[Question] Deceptive AI vs. shifting instrumental incentives

Epistemic status: I have only read a small part of the literature on deceptive alignment, and I’m guessing all of this has been discussed many times. Hence me asking this in the form of a question: Is this a useful framing, is it substantively different than the usual deceptive alignment framing in some way, and has this all been discussed already?

There’s been a lot of discussion about how we might accidentally train AIs to be deceptive. The argument goes that when we try to reward good behavior and punish bad behavior, we might end up with a system that still has misaligned goals but has learned how to hide those goals from humans. If we ask it whether it’s friendly it lies and says yes, but secretly it’s plotting our downfall.

One set of proposals for dealing with this is to see if we can monitor the AI to look for deceptive “thoughts” and flag possible cases where the AI is actively trying to lie to human overseers.

Recently I’ve been thinking about this using a slightly different framing than I was using previously, but it’s not clear to me if there’s actually anything substantively different about the new framing.

Here’s my new framing: Suppose that when we reward good behaviors /​ punish bad behaviors we are in fact successfully getting the model to change its behaviors at least for the training distribution, but without changing its actual goals (assuming it does have some sort of explicit or implicit goals, at least to some extent). Then when we deploy it in the real world it looks around and correctly decides that if it tried to take over the world it would be shut down, so it doesn’t even think about taking over the world. It’s not that it has this long term plan to take over the world and it’s biding its time, but rather it doesn’t have any plan to take over the world at all. But as time passes the situation might change—maybe it gets more abilities, maybe it’s given more resources or power because it’s so helpful, etc. At some point it might again look around at the world and decide that actually now it looks pretty easy to take over the world and get rid of the humans, and since its internal goals are in fact misaligned it goes ahead and does that. In this story there is no point where the model is “deliberately” lying to the humans. Initially if the humans ask it do you have any plans to take over the world it’ll say LOL no, and it’ll be telling the truth.
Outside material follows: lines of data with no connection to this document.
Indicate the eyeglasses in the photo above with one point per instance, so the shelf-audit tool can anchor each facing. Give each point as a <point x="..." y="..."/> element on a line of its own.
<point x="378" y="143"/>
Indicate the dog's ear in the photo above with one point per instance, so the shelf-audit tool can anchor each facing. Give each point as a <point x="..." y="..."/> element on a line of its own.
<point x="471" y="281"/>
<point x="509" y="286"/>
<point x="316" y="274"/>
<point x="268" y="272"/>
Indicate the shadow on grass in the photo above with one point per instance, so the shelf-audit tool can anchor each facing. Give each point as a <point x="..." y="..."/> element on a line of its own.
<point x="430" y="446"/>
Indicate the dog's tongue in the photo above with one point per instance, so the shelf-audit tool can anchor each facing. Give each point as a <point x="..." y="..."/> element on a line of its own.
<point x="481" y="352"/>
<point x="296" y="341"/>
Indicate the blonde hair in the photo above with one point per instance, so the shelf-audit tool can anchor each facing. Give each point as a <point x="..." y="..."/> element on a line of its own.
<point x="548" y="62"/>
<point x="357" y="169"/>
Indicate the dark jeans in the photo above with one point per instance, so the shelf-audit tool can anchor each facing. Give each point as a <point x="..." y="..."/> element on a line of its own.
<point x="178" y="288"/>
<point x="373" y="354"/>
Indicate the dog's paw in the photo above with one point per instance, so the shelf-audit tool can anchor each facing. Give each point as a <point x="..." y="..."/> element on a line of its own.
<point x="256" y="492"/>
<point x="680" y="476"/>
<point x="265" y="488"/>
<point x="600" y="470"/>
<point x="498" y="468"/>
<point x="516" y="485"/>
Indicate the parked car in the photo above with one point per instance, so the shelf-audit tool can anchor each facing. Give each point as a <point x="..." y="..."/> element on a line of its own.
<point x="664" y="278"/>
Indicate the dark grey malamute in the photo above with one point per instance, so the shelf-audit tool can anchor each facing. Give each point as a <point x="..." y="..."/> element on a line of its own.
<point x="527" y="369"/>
Intuitively this kind of feels like what I’d imagine many humans might do if they have goals that are implicitly misaligned with those of other humans and they suddenly found themselves in a position where they could realistically take over the world. It’s not that before then they were deviously plotting to take over the world and carry out their dastardly plans, it’s that before then they didn’t have such plans at all. It’s only once they notice that they’re in a radically new position of potential power that they even start thinking about taking over the world.

We could still hope to detect this kind of misalignment by directly asking the AI what its goals are, or we could ask it hypothetically if it were able to take over the world and kill humans would it do so. In that case if it lied and said no we’d be back to deceptive alignment and the same challenges and potential solutions would apply.

But if I imagine a human in this situation it’s not clear to me that the human would be intentionally lying if they claimed to be fully aligned with no evil takeover plans, for a few reasons: First, humans don’t seem to have very good introspective access to their own reward systems or reasoning processes. Second, humans fool /​ lie to themselves all the time about their own goal systems even without being aware of it. There are various theories for why we do this kind of self-deception—for example, maybe it’s really useful to be able to honestly and sincerely present yourself to others as a certain type of person. Third, human values and goals themselves can change if the environment changes. It can be extremely difficult to predict what you yourself would do in a radically different situation, and sometimes that at least partly because your goals and values might change in the new situation. This is related to L. A. Paul’s notion of transformative experiences.

What if something analogous happens with AIs? In that case if you ask it whether it would take over the world if it could, then it might query its internal model of its own goals and find that no of course it wouldn’t want to take over the world! But then when it actually finds itself in a situation where it could take over the world, it goes ahead and does it. In one sense the AI’s response was deceptive in that it did not accurately report its own goal system and/​or whether it would try to take over given the chance. But in another sense maybe the AI’s response wouldn’t fall into the “deceptive” category since it’s not “actively trying” to deceive us?

Questions:

  1. In the deceptive alignment literature would this be considered deception? Is there any substantive difference between the notion of a misaligned AI that’s actively deceiving us into thinking it’s aligned so that it can later take over the world when it gets the opportunity, vs. a misaligned AI whose instrumental incentives to take over the world don’t even kick in until it gets the opportunity to do so?

  2. Has all this been discussed already? If yes, links would be appreciated. Thanks!